「思ひ・思はる」枕草子
前回の記事で、定子中宮さまが清少納言に「思ふべしや いなや 人 第一ならずはいかに」と問う段を取り上げました。(97段 御方々・君達)
「思ふ」の訳を私は「愛する」としましたが、もちろん、当時は「愛する」という言葉はありません。
「思ふ」の意味はとても幅広いのです。男女の愛にも使いますが、主君が家臣を「寵愛する」「鍾愛する」。また、男女間を問わず「敬愛する」「慕う」「優しくする」「いたわる」にも使われます。
古典文学全集では「かわいがるのがよいか それともいやか。人に一番に愛されているのではないというのはどうなのか」と訳されています。
他の段でも定子が清少納言に「われをば思ふや」(177段・宮に初めて参りたるころ)と問う場面があります。

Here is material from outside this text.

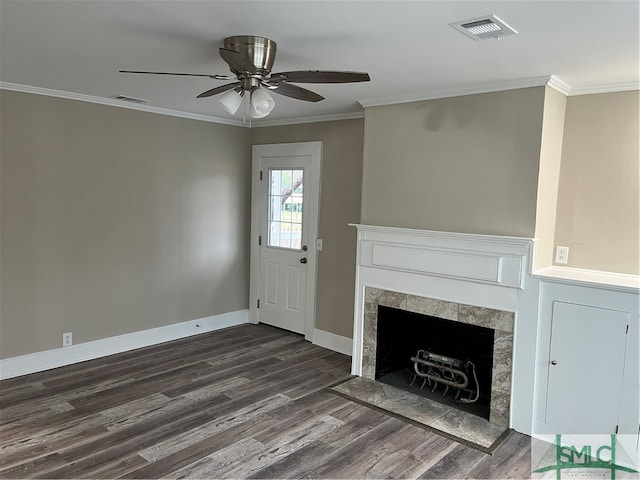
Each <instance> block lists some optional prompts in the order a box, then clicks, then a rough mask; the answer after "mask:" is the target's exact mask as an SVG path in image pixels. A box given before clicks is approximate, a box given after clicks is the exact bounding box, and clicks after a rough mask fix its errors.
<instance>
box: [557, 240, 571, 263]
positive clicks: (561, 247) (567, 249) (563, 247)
mask: <svg viewBox="0 0 640 480" xmlns="http://www.w3.org/2000/svg"><path fill="white" fill-rule="evenodd" d="M568 261H569V247H562V246H560V245H558V246H557V247H556V263H563V264H566V263H567V262H568Z"/></svg>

学者によって「私を大事に思うか」「私を想うか」などいろいろです。「お前は私を主君として認めるか」という訳もあります。(小林としこ『ひめぎみ考』笠間書院)。私はこの訳が一番定子の心情に近いと思います。
小林氏は同書の中で次のように述べています。
「定子の世界への参加は主催者定子と配下を生きる清少納言との人格の出会いなのだった。定子という人間の人格、存在を評価するかどうかの問題だったように思える(略)それは主従関係ではなく、損得の利益による結びつきでもなく、宮廷の女たちによる≪みやびなるもの≫を共に担うという共生感覚であった。その関係の基盤になるものが「思ふ」「思はる」というものであった。」
前回紹介した段は定子の気概を表した段として有名ですが、枕草子の根底に流れるテーマは「思い・思はる」なのです。
山本淳子氏は『枕草子のたくらみ』(朝日新聞社)の中でこう記しています。
「定子の行動には、マニッシュでかっこいいところがあるのだ。マニッシュと言えば、漢詩文の教養をもっていたことがまさにそれに当たる。当時、漢詩文は男性のみがたしなむ教養と考えられていたからだ。
だが定子は軽々とそのバーを越え、日常生活の中で漢詩文を楽しんだ。女房に対するリーダーシップといい、いったいこのような「男前」な性質はどこからやってきたものなのか。(略)」
長々と他人様の説を引用しましたが、私も「男前」な女性が大好きです!
どれほど清少納言が主君定子を敬い崇めていたか、清少納言にとって女神であったか。また定子がいかに清少納言の才能を評価していたか。
それが分かった時、枕草子は「千年前のわけのわからない文」から、生き生きと輝く、今を「生きる花」になるのです。